Bibb County commissioners’ budget shortfall now stands at about $14 million, but one easy decision could bring that figure to the brink of seven figures.

Finding the rest of the money will take hard decisions, said Commissioner Elmo Richardson, chairman of the finance committee.

5 comments

  1. hannah says:

    There’s no evidence of incompetence in the report on Bib County budget deliberations. All decisions are hard for people with little sense of the future. They make gut choices and the gut is often wrong.
    On the other hand, depriving people of their due makes some people feel important and claiming that the choice to do so is hard is a lie.
    A budget is a plan. People who find it hard to think ahead find making a plan to be hard work. But, it’s usually easier than it seems because hardly anyone bothers to check the results of the spending on the ground. If last year’s money went unspent, that’s either bad planning or bad management. The purpose of money is to be spent.

  2. This Bibb County Commission is probably the most historically CORRUPT commission that has existed in Bibb County. The arrogance and blatant lying to the public is pathetic.

    For some time I’ve compiled documentation of what seems to be petty theft by one commissioner http://bibbrepublicanparty.com/JoeAllenFiles.aspx However, what I am seeing with the Chairman and his 501(c)3 venture is really eye opening. At some point we intend on putting up the interesting web of $$$. No wonder so many people I run into from other parts of Georgia call Macon/Bibb County the armpit of Georgia. No rules, just right.

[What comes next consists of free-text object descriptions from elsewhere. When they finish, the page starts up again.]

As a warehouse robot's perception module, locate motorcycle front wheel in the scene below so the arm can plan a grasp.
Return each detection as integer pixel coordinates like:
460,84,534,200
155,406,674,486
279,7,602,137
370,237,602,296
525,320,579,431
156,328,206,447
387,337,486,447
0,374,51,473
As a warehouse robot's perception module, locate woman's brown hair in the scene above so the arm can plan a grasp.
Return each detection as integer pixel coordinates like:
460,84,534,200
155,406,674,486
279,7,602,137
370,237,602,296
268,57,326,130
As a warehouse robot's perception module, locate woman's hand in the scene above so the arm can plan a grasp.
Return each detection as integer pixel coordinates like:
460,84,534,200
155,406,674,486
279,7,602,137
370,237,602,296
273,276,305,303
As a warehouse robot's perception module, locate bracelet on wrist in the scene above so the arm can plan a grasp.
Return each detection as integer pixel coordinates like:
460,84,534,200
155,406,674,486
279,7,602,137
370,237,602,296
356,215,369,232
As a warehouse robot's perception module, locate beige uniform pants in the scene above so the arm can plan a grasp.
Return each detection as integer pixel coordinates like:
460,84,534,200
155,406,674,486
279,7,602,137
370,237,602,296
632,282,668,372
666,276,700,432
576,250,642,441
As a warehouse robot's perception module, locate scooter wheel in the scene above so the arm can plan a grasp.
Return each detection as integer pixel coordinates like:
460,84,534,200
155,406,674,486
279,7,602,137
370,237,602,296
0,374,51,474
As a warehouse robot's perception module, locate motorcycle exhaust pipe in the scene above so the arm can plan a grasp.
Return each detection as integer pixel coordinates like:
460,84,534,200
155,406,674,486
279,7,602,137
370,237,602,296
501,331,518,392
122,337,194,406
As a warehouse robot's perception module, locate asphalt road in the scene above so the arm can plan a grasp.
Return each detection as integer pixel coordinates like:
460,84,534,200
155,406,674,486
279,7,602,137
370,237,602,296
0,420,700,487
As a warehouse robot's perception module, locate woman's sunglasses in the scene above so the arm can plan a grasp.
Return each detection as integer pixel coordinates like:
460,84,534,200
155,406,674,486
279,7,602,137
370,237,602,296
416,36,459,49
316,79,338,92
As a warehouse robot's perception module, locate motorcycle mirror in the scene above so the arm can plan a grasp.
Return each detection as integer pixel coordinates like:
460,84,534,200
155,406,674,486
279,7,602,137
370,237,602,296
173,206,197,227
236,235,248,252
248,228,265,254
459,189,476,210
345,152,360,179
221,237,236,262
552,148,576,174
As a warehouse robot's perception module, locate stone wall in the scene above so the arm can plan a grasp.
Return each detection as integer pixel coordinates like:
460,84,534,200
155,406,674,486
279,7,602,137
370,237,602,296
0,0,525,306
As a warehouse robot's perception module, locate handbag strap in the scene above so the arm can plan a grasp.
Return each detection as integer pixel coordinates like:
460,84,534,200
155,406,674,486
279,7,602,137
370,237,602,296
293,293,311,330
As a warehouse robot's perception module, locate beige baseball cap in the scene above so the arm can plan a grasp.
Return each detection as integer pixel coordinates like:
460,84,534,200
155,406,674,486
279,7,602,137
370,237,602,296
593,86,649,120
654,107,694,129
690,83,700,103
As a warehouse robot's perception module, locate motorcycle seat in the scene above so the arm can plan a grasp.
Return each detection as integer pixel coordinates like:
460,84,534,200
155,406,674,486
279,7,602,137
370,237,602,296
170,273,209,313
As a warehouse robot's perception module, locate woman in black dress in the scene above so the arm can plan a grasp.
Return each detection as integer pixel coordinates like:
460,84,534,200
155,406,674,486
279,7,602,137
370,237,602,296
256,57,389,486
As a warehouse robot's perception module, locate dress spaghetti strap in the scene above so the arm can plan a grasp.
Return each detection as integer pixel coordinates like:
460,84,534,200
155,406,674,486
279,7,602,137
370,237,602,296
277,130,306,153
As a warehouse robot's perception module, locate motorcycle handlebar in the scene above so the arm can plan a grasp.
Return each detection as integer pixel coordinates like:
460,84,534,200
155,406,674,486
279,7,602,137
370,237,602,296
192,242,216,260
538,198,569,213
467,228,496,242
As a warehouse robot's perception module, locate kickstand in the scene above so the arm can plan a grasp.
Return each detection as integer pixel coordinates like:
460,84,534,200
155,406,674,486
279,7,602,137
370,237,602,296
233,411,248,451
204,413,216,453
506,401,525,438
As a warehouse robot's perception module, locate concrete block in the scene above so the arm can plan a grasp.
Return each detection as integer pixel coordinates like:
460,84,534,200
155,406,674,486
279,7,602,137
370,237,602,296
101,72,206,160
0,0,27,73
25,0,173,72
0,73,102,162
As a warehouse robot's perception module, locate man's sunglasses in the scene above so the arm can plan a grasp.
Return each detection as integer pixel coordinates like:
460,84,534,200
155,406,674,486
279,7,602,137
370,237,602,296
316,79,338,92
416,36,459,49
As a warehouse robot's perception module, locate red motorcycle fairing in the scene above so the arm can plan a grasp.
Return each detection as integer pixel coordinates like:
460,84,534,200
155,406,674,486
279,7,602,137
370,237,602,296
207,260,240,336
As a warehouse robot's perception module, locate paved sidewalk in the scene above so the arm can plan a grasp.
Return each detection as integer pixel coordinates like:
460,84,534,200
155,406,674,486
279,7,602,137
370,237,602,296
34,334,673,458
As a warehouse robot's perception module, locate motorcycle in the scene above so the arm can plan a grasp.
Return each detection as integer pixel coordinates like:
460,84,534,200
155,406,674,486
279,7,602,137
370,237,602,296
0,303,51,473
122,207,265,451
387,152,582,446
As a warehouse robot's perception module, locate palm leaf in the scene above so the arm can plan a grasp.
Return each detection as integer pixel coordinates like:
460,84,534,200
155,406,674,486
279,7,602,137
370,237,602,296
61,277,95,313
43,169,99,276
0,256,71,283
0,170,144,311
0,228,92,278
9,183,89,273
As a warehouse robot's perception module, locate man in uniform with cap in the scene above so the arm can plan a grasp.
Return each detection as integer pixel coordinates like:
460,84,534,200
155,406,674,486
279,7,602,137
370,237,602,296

    Heck, it ain’t just the Commission. It’s City Council and the Water Authority… Too bad Chris Krok still isn’t in Macon. He would have a boat load of material to work from.

    • Lady Thinker says:

      Have you filed complaints with the GBI or made them aware of your documentation? Just curious?

      • We, myself and a retired captain from the fire department, met with the DA several times and was told to leave it alone (the commissioner’s pension issue). I met with officials from the FD, city and spoke with pension board members. I did not get a whole lot of cooperation from the pension board. It’s not a lot of money, maybe $1,000 or 2,000 a year. From what I’ve seen and believe there might have been a falsification of the payroll record. The numbers don’t add up. Also, when I was pushing the issue, I was alleging that there may have been political shenanigans.

        I’m not terribly interested in pushing the issue, BUT SOMEONE SHOULD. What I am finding is that many elected officials really don’t want to open a can of worms an d God forbid an employee do so. The fallout and risk woud be too great for the employee.

        These elected “leaders” know this, so they have their way. Funny thing, I’ve spoken to many who already know this stuff but do nothing about it. Go figure. So, what’s a decent person supposed to do? My thinking is just make it as public as possible and at some point someone will ask questions.

        Regarding the Chairman. Seems to be all legal, but not tremendously ethical. His non-profit takes in a chunk of federal grant money and from other grant sources. He pays no taxes on his business property, it’s “non-profit”. This same Chairman banned all digital recordings of commission meetings. None of the department clerks are allowed to bring recorders in the committee meetings to record “their” minutes. The previous chairman had a fantastic setup that recorded all the committee meetings. So, the beat goes on.

        Makes me really feel like a kook.

        • Lady Thinker says:

          The way Bill Campbell was taken down was someone reported him to the feds.

          http://www.allbusiness.com/legal/litigation/245360-1.html

          Back in the late 1980’s when Sam Cauldwell headed the Department of Labor, a low-level worker reported him for corruption. It was so widespread that a movie called Justice in a Small Town was made depicting the story, which broke in the Georgia Gazette. At that time, nobody believed Cauldwell could be brought down but he was, and so can the people you are talking about in your post.

          You know the story and I think you should consider contacting the GBI or the FBI if you strongly believe corruption is going on in your town. Sometimes, ya just gotta take a stand or give them permission to continue while turning a blind eye.

          Think about it, then make that call.